Redeneringen geven redenen voor een bepaalde mening. Zo
proberen de reclamejongens u er van te overtuigen dat er heel goede redenen
zijn om nu juist hun product te kopen en probeert een politicus u er van te
overtuigen dat het verstandig zou zijn als u op hem zou stemmen. Bij het
bepalen van de overtuigingskracht van die redenen gaan de meeste mensen op hun
gevoel af. Het meisje van de reclame glimlacht heel lief dus zal die tandpasta
wel beter zijn dan die van de concurrent. Die en die politicus loopt steeds met
een baby op zijn arm, dus hij zal wel goede ideeën over het gezin hebben. Op
die manier bepaalt uw reptielenbrein in hoofdzaak wat u van iets vindt. Van een
stoïcijn wordt verwacht dat hij verder kijkt dan zijn neus lang is. De redenen
voor een oordeel moeten eerst grondig worden bekeken voordat u daar zo maar mee
kunt instemmen.
Op het eerste gezicht kunnen bepaalde redeneringen van
bijvoorbeeld een verkoper of politicus heel overtuigend overkomen. Als stoïcijn
mag u echter niet zomaar afgaan op de eerste indruk die uw reptielenbrein u
voorschotelt. U moet, zeker als het om iets gaat dat belangrijk voor u is,
eerst even een stapje terug doen. De redenering moet eerst worden onderzocht. De
stoïcijnen gebruikten om u daarbij te helpen bepaalde regels. De onderstaande,
door mij wat aangepaste, regels vind ik zelf erg handig om een lastige
redenering, waar ik het gevoel bij heb dat er ergens iets niet deugd, eens
grondig door de mangel te halen.
- Wat is het doel van de spreker of auteur? Wie is het? Wat is zijn functie? Wat wil hij bereiken? Heeft hij misschien ook nog een verborgen agenda? Het maakt nogal wat uit of een professor in de klimatologie iets over de opwarming van de Aarde beweert, of dat het een professor in de economie is die als adviseur voor de chemische industrie werkt.
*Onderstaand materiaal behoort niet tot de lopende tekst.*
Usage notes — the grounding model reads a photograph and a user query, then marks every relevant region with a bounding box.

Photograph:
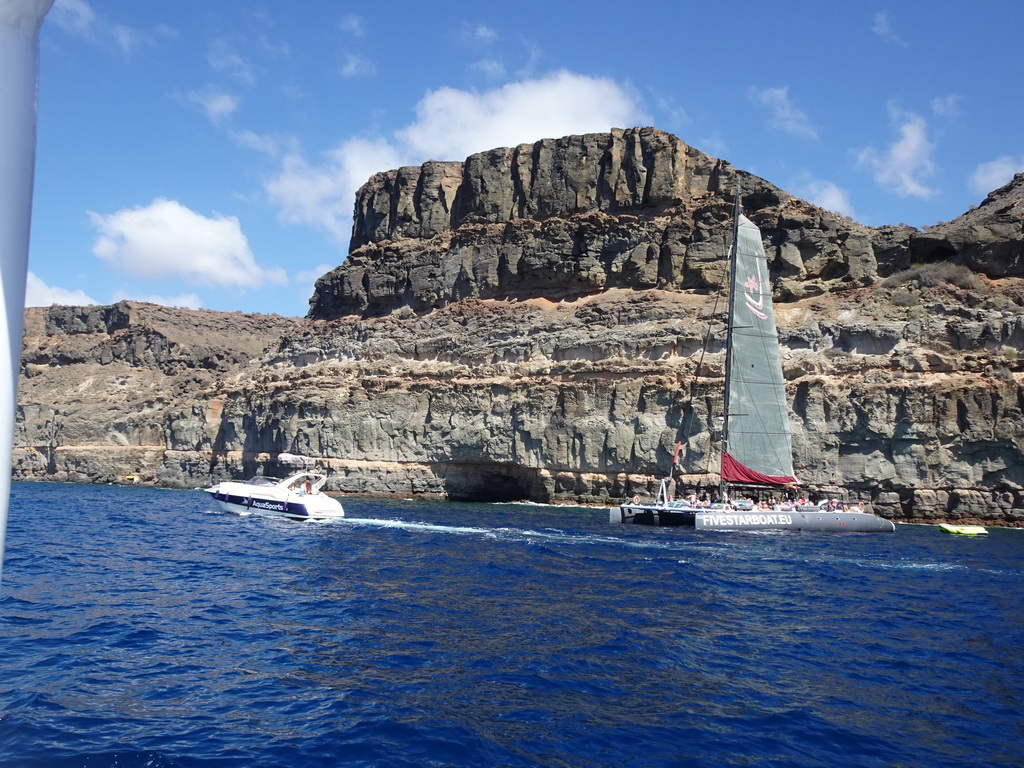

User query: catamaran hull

- Wat wordt er beweerd? Welke conclusies worden er getrokken? Soms wordt de echte bedoeling van een betoog verstopt tussen allerlei afleidingen of vage uitspraken.
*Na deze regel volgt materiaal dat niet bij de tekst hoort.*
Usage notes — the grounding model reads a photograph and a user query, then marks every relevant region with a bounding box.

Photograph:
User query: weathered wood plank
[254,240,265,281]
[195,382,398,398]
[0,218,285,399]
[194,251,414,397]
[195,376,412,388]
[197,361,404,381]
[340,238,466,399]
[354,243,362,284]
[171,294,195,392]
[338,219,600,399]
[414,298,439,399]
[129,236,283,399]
- Welke argumenten (premissen) worden aangevoerd om de conclusies te ondersteunen? Let daarbij vooral op signaalwoorden als: ‘omdat’, ‘daarom’, ‘ten gevolge van’. Dit soort woorden wijzen vaak op argumenten en conclusies van een redenering.
- Bestaat er onduidelijkheid over de betekenis van bepaalde woorden of uitdrukkingen? Worden er vage of multi-interpretabele woorden gebruikt. Veranderen er woorden in de loop van het betoog van betekenis, en wat betekent dat dan voor het betoog? Zo zal een rechtvaardige verdeling van de rijkdom voor een socialist heel iets anders betekenen dan voor een liberaal.
- Zijn de argumenten acceptabel? Kloppen de argumenten inhoudelijk? Met andere woorden zijn de argumenten wel waar? Ga eens kijken wat andere over het onderwerp zeggen. Bestaat er misschien een wetenschappelijke consensus over het onderwerp?
- Is de gevolgde redenering juist? De argumenten kunnen nog zo waar zijn, zonder een logisch kloppende redenering is de conclusie onjuist. Zit er een contradictie verborgen in wat er wordt beweerd? Een inconsistentie is dodelijk voor ieder betoog.
- Liggen er impliciete vooronderstellingen aan het betoog ten grondslag? Let daarbij vooral op verzwegen waardeoordelen. Dit kan wijzen op een verborgen agenda. Iemand die er van overtuigd is dat communisten niet deugen zal een heel ander verhaal ophangen dan een fervent aanhanger van Marx.
- Welke tegenargumenten bestaan er die de conclusie zouden kunnen ontkrachten? Heeft de auteur die genoemd en voldoende weerlegd? U kunt ook eens kijken hoe anderen over het onderwerp denken.
- Hoe eerlijk heeft u het betoog beoordeeld? Bent u zelf niet bevooroordeeld en hebt u wel voldoende op de bedoeling van de auteur gelet? Misschien is niet alles even helder geformuleerd en moet u soms tussen de regels door lezen. De kritische beoordeling van een tekst is voor een stoïcijn geen wedstrijd of debat. Het is niet de bedoeling om elkaar vliegen af te vangen, maar om verder te komen in het begrip van het onderwerp van het betoog.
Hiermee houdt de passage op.